Daarna rijdt ik naar Lintou beach, een parel wit zandstrand en een prachtig blauwe zee. Heel anders dan het strand en de zee bij het hostel. Er ligt teveel koraal in de branding en ik durf op mijn blote voeten niet de zee in. Daarna rijd ik verder naar Longmen beach. Hier is helemaal niemand. De zee is kalm en er liggen alleen kleine stukjes koraal, schelpen en gepolijst glas. Hier zou ik wel kunnen zwemmen. Maar ik wil ook nog naar where-Mozes-split-the-red-sea, dit is een natuurlijk pad in zee, dat droogvalt bij eb. Ik heb geen idee of het eb of vloed is. Als ik aankom, mag ik nog net 10 minuten op het pad staan en dan wordt iedereen weggejaagd. De man die ons wegjaagt is behoorlijk opgejaagd en ik vraag me af of de zee echt zo snel zal gaan stijgen, maar dat is helemaal niet het geval. Ik wil blijven kijken tot het pad compleet verdwijnt in zee, maar het duurt me te lang en ik ga weer terug naar Longmen beach om te zwemmen.

Ik besluit om die avond zelf te koken in het hostel. Ik ga naar de supermarkt en haal noodles en groenten, maar als ik in het hostel kom is de keuken bezet. Frank is paella aan het maken, het is al laat en daardoor ben ik nog later, maar mijn prakje smaakt goed en ik hoef niet meer op zoek naar een restaurant.

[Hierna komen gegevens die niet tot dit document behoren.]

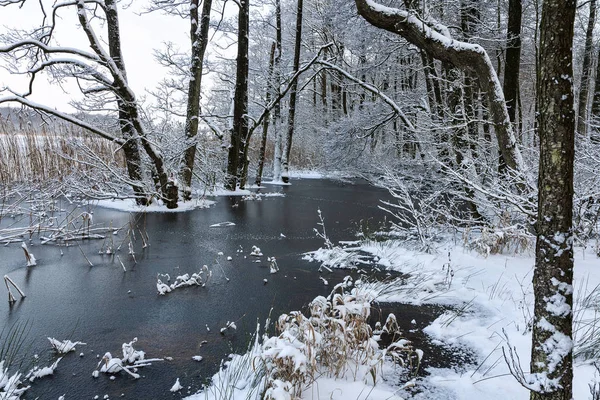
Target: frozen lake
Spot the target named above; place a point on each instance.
(105, 307)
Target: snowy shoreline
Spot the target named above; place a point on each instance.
(492, 308)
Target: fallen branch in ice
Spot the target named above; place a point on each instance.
(65, 346)
(31, 261)
(38, 372)
(9, 385)
(196, 279)
(176, 387)
(273, 267)
(11, 298)
(135, 358)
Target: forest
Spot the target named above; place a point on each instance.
(479, 119)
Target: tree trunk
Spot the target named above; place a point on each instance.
(199, 40)
(133, 159)
(459, 54)
(512, 66)
(239, 131)
(129, 107)
(595, 115)
(277, 111)
(551, 356)
(293, 96)
(263, 142)
(585, 72)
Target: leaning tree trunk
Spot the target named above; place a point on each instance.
(551, 355)
(199, 39)
(263, 142)
(131, 150)
(277, 111)
(513, 66)
(585, 72)
(285, 160)
(129, 107)
(240, 100)
(462, 55)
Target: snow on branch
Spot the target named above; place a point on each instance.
(277, 99)
(433, 38)
(59, 114)
(371, 89)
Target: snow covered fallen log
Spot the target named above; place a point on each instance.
(65, 346)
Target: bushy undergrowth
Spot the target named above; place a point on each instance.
(334, 340)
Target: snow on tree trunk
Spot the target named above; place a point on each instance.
(586, 69)
(240, 101)
(285, 160)
(263, 142)
(199, 39)
(551, 356)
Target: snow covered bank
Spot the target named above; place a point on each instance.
(492, 312)
(331, 353)
(129, 205)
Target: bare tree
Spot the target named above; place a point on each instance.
(239, 133)
(435, 39)
(552, 345)
(293, 97)
(99, 73)
(199, 40)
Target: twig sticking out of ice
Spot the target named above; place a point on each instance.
(31, 261)
(38, 372)
(110, 365)
(11, 298)
(9, 385)
(176, 387)
(220, 224)
(273, 267)
(65, 346)
(130, 355)
(196, 279)
(162, 288)
(228, 325)
(256, 251)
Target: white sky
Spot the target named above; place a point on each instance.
(140, 35)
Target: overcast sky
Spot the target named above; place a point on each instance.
(140, 36)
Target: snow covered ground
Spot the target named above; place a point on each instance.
(129, 205)
(490, 302)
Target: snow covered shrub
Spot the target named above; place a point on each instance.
(335, 340)
(419, 213)
(499, 240)
(331, 256)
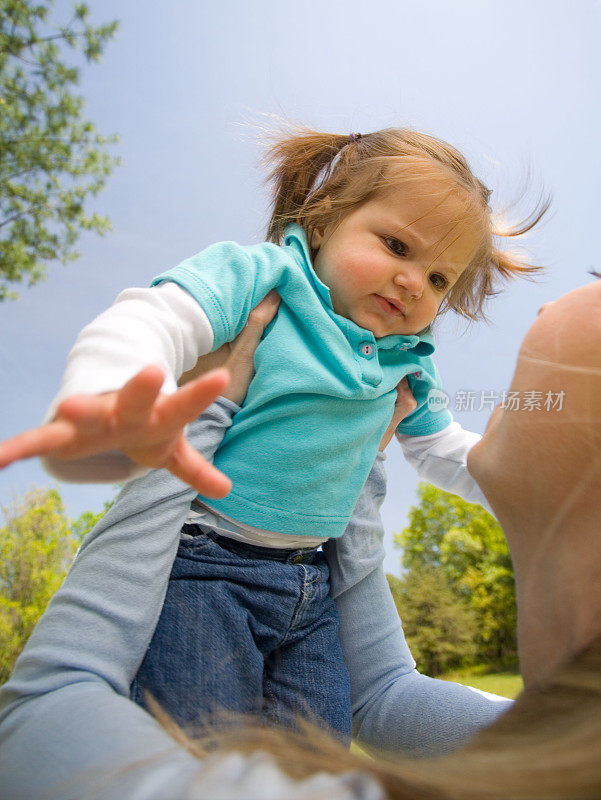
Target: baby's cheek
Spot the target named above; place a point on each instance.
(357, 273)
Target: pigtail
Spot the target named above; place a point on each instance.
(299, 163)
(508, 264)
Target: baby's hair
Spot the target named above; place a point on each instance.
(317, 178)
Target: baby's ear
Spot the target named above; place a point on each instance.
(317, 237)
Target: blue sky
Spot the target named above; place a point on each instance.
(514, 85)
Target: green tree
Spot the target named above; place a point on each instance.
(37, 545)
(439, 626)
(465, 544)
(51, 157)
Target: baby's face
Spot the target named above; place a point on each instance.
(390, 263)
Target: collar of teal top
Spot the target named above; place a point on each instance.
(422, 344)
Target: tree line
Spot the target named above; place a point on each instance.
(456, 597)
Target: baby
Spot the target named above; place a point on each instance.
(371, 237)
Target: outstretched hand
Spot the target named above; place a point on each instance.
(145, 425)
(137, 420)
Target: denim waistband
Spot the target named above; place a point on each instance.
(299, 555)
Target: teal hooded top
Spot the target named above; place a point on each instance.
(303, 443)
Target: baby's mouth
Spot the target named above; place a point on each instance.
(391, 306)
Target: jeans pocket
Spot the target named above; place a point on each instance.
(194, 539)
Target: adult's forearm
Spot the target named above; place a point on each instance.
(394, 707)
(66, 708)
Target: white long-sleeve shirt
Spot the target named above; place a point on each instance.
(164, 325)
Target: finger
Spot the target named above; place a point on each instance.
(258, 319)
(40, 441)
(207, 363)
(264, 312)
(405, 403)
(135, 400)
(189, 466)
(190, 401)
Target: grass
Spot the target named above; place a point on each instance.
(507, 684)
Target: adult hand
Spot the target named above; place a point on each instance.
(238, 356)
(145, 425)
(405, 404)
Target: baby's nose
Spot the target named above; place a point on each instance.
(544, 306)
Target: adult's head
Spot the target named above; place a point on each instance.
(539, 463)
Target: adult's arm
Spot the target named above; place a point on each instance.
(395, 708)
(441, 458)
(67, 727)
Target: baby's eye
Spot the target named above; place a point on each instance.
(438, 281)
(398, 248)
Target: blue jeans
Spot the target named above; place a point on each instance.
(247, 629)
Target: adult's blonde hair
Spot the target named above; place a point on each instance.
(317, 178)
(546, 747)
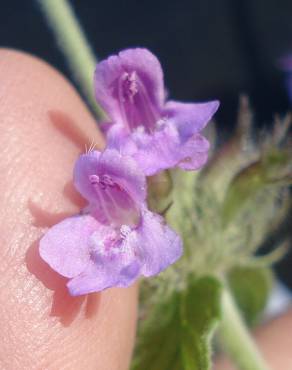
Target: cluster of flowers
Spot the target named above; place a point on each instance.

De volgende ochtend ga ik naar de haven van Magong, althans dat denk ik. Blijk ik bij de verkeerde haven te staan. Ik rijd langs het water op zoek naar de andere haven, waar ik dan wel moet zijn. Ik zie het South tourist visitors center. Frank zei dat ik daar juist niet moest zijn, maar als ik er navraag waar de haven is, blijkt de boot die ik moet hebben toch daar te vertrekken. Het is een publieke boot en de boot vaart naar Wangan eiland, dan door naar Cimei eiland en daarna weer terug naar Wangan en Penghu. De boot vaart maar één keer per dag. Vandaag ga ik naar Wangan eiland. Op dit eiland vraagt niemand om een Taiwanees bewijs. Ik krijg gewoon een scooter mee. Met de eerste scooter is iets mis, het voorwiel is niet recht. Ik breng de scooter terug en krijg een andere mee.

Terwijl de boot naar Cimei vaart heb ik tijd om over het eiland te rijden. De boot komt op de terugreis weer langs Wangan en dus moet ik op tijd terug zijn. Het eiland is klein en de hoofdattracties zijn de ancient village en het schildpadden centrum. Ik ben ruim op tijd terug voor de boot.
Ik ben ook vroeg terug op Penghu en besluit om nog maar een rondje over het eiland te rijden. Ik zie dat ik moet gaan tanken, maar het eerste tankstation dat ik tegenkom is al dicht. Er staat dat er 10 kilometer verder nog een tankstation is, maar ook die blijkt dicht te zijn. Ik word zenuwachtig. Kan ik nog wel terug komen bij het hostel? Ik leg de zorgen over de halfvolle tank even naast me neer en ga naar Dream beach. Mensen zijn massaal foto’s aan het maken op het kleine strandje. Eén groepje heeft speciaal witte kleding aangetrokken voor de fotoshoot. Ik ga zelf even verderop zitten op de grote rotsblokken en maak foto’s van de uiteenspattende golven op de rotsen, met op de achtergrond de goudgele ondergaande zon. Ik ben zo geconcentreerd dat ik even alles om me heen vergeet.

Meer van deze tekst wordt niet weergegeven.